The Yukon aftermarket a body axles were (are) shorter than stock a body axles so they could not be used with factory style wheel bearings as they wouldn't contact the thrust block in the center. This shortness is also why they could not be used with early style sure grips that use two piece side gears, there is not enough engagement in the second piece of the side gear and they tear the spline off.
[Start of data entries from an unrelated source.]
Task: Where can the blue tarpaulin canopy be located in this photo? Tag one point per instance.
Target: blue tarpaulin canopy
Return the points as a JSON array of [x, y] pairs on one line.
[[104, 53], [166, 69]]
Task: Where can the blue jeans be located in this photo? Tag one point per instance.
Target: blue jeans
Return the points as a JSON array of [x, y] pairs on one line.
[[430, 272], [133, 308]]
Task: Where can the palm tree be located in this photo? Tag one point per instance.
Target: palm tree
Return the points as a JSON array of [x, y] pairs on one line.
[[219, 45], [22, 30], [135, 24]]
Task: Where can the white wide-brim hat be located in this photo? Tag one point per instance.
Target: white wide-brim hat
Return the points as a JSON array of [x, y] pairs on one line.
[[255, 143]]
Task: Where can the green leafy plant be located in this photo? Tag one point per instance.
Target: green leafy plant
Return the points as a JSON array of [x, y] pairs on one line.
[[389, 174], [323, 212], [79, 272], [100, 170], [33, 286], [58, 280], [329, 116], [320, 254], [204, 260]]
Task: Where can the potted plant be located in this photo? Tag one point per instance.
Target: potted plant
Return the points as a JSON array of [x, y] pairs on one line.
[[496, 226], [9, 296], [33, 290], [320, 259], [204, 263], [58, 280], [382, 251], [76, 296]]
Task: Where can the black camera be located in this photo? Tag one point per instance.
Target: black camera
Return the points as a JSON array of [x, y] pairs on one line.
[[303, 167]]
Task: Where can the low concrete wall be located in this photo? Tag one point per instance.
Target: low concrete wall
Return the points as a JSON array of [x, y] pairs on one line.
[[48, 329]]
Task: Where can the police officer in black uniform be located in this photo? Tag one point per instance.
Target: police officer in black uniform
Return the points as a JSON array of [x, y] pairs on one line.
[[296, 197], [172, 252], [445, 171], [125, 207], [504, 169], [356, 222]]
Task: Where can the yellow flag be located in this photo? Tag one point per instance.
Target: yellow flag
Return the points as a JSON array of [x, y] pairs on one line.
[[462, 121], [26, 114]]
Ask me how I know... My second set of Yukon's were the cut to fit variety and I made them the same length as factory and used factory style wheel bearings (I prefer them.over green bearings).
 
Now I have a question about wheel studs.I planned on changing them any way since the studs were flush with lug nut when tighten even with out spacer.Popped out one stud to measure knurl/length.I have .472 knurl/1 1/2" length.The closest I've found is a .480 knurl/2 7/8" length.Will I have to drill the axle flange or will I be able to press them in.Also do you think 2 7/8 will be too long to run dog dishes?These are stock axles.
 
Now I have a question about wheel studs.I planned on changing them any way since the studs were flush with lug nut when tighten even with out spacer.Popped out one stud to measure knurl/length.I have .472 knurl/1 1/2" length.The closest I've found is a .480 knurl/2 7/8" length.Will I have to drill the axle flange or will I be able to press them in.Also do you think 2 7/8 will be too long to run dog dishes?These are stock axles.


You can cut them down to any length you desire and I don't think you will have to drill the axle , you should be able to press them in .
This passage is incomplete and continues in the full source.